[In the World War by Count Ottokar Czernin]@TWC D-Link bookIn the World War CHAPTER IV 73/75
In Roumania, for instance, Russia, before the war, had completely undermined the whole country and had lavished millions long before the war in the hope of an understanding with that country.
Most of the newspapers were financed by Russians, and numbers of the leading politicians were bound by Russian interests, whereas neither Germany nor Austria-Hungary had made any such preparations.
Thus it happened that, on the outbreak of war, Russia was greatly in advance of the Central Powers, an advance that was all the more difficult to overtake as from the first day of war Russia opened still wider the floodgates of her gold and inundated Roumania with roubles. If the fact that the scanty preparation for war is a proof of how little the Central Powers reckoned on such a contingency it may on the other hand explain away much apparent inactivity on the part of their representatives.

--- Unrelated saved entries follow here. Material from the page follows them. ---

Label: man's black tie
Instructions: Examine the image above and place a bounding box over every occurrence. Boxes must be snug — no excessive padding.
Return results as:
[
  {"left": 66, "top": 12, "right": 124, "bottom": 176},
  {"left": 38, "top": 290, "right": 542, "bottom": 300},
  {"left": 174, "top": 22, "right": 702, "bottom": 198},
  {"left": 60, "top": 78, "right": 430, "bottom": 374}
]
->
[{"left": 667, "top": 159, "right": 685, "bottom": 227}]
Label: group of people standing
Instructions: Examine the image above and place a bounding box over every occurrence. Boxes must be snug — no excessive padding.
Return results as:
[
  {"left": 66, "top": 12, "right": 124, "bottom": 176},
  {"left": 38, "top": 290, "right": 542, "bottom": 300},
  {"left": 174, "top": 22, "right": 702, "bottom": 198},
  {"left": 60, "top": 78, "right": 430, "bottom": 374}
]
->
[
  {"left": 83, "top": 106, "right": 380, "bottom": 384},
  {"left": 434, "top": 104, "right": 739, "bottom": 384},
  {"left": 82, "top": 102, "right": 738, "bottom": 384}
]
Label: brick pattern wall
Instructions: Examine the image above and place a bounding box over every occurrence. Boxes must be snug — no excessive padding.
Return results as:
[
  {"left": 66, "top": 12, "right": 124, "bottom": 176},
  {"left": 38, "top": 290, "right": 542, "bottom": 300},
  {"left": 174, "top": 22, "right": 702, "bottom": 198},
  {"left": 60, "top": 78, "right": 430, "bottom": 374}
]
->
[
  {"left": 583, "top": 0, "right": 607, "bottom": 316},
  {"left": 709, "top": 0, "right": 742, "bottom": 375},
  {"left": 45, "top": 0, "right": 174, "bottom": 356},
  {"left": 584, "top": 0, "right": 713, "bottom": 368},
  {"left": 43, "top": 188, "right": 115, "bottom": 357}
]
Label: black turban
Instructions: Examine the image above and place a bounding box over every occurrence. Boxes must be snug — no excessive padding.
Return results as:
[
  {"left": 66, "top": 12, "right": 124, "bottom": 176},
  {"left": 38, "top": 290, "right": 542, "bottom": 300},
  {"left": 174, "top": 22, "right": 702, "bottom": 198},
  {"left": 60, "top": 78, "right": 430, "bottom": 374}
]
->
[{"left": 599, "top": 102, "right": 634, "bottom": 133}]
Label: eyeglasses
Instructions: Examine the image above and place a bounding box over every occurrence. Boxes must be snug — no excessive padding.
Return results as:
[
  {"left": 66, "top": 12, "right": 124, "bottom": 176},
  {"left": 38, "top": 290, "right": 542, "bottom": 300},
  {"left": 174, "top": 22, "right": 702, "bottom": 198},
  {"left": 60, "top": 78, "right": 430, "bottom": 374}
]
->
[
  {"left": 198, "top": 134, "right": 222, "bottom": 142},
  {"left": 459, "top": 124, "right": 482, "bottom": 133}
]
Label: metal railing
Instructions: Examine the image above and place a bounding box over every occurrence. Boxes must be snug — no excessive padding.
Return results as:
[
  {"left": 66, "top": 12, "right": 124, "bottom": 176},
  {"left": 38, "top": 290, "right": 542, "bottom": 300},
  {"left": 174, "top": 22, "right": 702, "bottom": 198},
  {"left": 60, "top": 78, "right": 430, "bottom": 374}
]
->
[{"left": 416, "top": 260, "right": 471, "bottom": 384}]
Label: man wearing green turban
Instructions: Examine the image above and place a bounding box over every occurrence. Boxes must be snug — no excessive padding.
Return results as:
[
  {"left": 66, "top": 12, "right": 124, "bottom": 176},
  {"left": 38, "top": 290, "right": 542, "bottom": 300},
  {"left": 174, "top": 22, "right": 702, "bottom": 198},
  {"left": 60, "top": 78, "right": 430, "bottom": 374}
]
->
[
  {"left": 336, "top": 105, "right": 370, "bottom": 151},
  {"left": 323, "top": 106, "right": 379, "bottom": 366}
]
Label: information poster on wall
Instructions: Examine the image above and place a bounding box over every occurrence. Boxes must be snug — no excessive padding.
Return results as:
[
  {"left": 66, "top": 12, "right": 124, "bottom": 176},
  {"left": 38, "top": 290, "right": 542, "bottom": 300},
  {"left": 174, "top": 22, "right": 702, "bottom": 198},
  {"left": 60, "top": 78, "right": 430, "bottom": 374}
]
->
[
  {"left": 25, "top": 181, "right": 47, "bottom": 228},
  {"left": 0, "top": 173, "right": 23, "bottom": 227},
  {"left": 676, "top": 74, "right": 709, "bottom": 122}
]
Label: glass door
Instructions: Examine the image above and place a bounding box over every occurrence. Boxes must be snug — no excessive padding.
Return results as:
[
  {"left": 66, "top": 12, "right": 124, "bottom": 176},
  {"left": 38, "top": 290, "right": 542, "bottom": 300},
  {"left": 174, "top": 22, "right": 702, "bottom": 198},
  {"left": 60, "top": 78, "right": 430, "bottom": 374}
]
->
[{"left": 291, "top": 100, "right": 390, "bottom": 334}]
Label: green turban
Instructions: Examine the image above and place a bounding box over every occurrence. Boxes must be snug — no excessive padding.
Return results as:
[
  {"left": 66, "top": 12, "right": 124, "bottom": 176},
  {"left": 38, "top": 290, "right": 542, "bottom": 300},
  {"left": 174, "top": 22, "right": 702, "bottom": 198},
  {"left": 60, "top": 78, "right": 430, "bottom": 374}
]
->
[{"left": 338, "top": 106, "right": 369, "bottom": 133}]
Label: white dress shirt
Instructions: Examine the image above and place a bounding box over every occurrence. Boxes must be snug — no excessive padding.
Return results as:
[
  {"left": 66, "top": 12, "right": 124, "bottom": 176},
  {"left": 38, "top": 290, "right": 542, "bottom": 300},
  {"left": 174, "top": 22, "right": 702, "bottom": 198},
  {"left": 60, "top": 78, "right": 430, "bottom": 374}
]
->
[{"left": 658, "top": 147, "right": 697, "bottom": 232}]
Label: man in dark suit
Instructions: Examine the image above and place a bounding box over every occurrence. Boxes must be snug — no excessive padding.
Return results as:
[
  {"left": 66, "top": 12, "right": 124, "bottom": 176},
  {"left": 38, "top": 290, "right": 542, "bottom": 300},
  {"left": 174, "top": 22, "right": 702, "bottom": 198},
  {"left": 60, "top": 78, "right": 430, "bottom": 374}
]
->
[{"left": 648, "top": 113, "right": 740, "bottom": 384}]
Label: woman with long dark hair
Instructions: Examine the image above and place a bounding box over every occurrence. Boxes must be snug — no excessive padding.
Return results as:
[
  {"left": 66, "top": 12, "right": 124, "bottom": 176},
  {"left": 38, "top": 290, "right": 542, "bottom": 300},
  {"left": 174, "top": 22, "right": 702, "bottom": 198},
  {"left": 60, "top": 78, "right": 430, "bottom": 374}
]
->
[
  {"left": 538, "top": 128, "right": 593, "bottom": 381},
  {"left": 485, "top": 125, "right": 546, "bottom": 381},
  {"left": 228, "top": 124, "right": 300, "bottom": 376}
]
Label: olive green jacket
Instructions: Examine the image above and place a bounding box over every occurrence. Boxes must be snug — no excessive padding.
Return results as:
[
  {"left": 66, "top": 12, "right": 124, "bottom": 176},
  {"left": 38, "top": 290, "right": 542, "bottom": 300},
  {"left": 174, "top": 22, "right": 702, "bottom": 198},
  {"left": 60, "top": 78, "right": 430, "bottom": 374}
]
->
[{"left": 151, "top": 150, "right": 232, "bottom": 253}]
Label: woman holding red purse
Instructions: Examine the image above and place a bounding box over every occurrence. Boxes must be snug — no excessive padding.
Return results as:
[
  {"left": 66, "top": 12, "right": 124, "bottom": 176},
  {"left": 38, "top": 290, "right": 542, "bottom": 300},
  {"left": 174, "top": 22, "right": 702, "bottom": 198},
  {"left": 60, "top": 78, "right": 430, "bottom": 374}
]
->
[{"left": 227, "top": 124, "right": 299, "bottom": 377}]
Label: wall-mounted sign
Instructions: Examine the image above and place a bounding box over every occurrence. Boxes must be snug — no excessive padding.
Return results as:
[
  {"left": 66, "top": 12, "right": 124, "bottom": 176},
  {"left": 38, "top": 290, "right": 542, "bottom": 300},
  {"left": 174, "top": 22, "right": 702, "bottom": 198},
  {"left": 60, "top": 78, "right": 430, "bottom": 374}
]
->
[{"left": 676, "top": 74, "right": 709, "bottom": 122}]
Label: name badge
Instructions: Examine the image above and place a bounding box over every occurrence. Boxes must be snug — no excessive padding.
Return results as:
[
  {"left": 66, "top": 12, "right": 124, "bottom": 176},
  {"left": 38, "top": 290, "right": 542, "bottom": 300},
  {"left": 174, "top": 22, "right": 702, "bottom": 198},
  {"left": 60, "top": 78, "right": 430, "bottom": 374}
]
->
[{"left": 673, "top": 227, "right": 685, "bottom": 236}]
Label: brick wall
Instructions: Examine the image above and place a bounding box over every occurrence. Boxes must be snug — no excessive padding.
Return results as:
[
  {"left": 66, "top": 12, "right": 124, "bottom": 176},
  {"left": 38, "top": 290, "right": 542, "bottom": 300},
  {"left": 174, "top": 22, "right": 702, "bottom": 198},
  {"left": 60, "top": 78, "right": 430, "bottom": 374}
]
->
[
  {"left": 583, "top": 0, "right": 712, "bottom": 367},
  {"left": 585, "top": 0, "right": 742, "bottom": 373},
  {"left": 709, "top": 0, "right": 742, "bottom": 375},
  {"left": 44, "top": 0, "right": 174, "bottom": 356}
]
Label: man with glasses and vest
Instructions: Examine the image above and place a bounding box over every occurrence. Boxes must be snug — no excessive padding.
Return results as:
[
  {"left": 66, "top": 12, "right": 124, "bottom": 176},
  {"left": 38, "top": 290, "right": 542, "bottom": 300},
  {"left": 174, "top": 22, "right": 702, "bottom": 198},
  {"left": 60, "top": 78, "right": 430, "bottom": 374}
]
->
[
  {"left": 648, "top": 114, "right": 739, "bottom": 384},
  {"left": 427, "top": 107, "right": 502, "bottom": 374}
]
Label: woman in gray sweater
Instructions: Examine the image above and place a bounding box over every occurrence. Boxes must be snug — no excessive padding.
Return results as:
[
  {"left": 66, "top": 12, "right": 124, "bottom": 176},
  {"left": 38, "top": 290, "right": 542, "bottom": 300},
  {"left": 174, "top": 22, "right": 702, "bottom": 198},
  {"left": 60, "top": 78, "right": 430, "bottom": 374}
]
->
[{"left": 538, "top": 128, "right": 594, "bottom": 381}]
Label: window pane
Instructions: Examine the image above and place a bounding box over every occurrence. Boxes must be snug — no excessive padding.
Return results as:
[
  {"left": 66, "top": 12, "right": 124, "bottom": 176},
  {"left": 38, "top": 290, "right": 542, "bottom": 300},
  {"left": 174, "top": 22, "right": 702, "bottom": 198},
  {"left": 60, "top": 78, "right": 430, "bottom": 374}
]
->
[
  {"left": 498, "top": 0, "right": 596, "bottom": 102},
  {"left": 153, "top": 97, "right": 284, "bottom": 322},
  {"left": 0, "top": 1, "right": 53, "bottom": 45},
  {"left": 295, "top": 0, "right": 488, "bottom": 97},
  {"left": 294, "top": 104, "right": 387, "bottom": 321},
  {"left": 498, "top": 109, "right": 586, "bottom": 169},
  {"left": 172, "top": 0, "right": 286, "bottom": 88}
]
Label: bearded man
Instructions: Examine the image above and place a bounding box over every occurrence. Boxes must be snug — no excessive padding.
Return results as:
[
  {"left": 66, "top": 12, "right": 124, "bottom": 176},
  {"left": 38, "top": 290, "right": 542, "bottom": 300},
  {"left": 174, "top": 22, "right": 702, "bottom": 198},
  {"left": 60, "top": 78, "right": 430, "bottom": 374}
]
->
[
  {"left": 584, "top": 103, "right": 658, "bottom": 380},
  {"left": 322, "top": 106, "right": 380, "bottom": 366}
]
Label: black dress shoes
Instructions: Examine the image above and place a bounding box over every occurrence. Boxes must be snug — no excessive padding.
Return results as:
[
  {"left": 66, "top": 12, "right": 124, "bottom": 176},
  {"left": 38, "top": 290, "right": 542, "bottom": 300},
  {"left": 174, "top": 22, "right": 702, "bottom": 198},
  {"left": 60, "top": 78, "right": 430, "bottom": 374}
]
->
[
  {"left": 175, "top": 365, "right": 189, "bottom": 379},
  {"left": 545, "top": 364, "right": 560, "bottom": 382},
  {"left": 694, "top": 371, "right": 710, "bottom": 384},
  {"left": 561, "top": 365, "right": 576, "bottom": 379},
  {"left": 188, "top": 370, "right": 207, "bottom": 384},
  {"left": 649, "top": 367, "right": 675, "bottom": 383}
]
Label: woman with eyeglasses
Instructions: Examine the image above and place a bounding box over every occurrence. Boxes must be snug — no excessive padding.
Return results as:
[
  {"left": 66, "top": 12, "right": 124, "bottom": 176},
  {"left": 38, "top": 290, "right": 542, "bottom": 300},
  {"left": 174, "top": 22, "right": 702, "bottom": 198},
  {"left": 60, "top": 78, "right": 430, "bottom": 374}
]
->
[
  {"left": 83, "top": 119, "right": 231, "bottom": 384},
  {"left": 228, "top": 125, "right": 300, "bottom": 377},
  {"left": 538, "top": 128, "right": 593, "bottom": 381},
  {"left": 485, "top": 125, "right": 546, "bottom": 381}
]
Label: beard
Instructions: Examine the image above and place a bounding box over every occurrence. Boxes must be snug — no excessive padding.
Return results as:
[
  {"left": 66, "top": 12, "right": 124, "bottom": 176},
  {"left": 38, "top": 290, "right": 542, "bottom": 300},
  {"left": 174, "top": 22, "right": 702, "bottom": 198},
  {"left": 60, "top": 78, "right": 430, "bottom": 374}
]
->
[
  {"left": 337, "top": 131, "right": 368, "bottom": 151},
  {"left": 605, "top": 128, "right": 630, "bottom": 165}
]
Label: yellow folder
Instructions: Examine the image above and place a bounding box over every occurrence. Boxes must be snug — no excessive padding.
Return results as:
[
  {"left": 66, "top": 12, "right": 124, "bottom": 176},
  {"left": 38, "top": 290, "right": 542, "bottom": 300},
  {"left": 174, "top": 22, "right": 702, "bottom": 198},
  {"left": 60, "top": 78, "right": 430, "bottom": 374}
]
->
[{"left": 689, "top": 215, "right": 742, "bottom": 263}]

Karl Fuerstenberg, my predecessor at Bucharest, whose estimate of the situation was a just one, demanded to have more funds at his disposal, which was refused at Vienna on the plea that there was no money.
After the war began the Ministry stinted us no longer, but it was too late then for much to be done. Whether official Russia, four weeks in advance, had really counted on the assassination of the Archduke and the outbreak of a war ensuing therefrom remains an open question.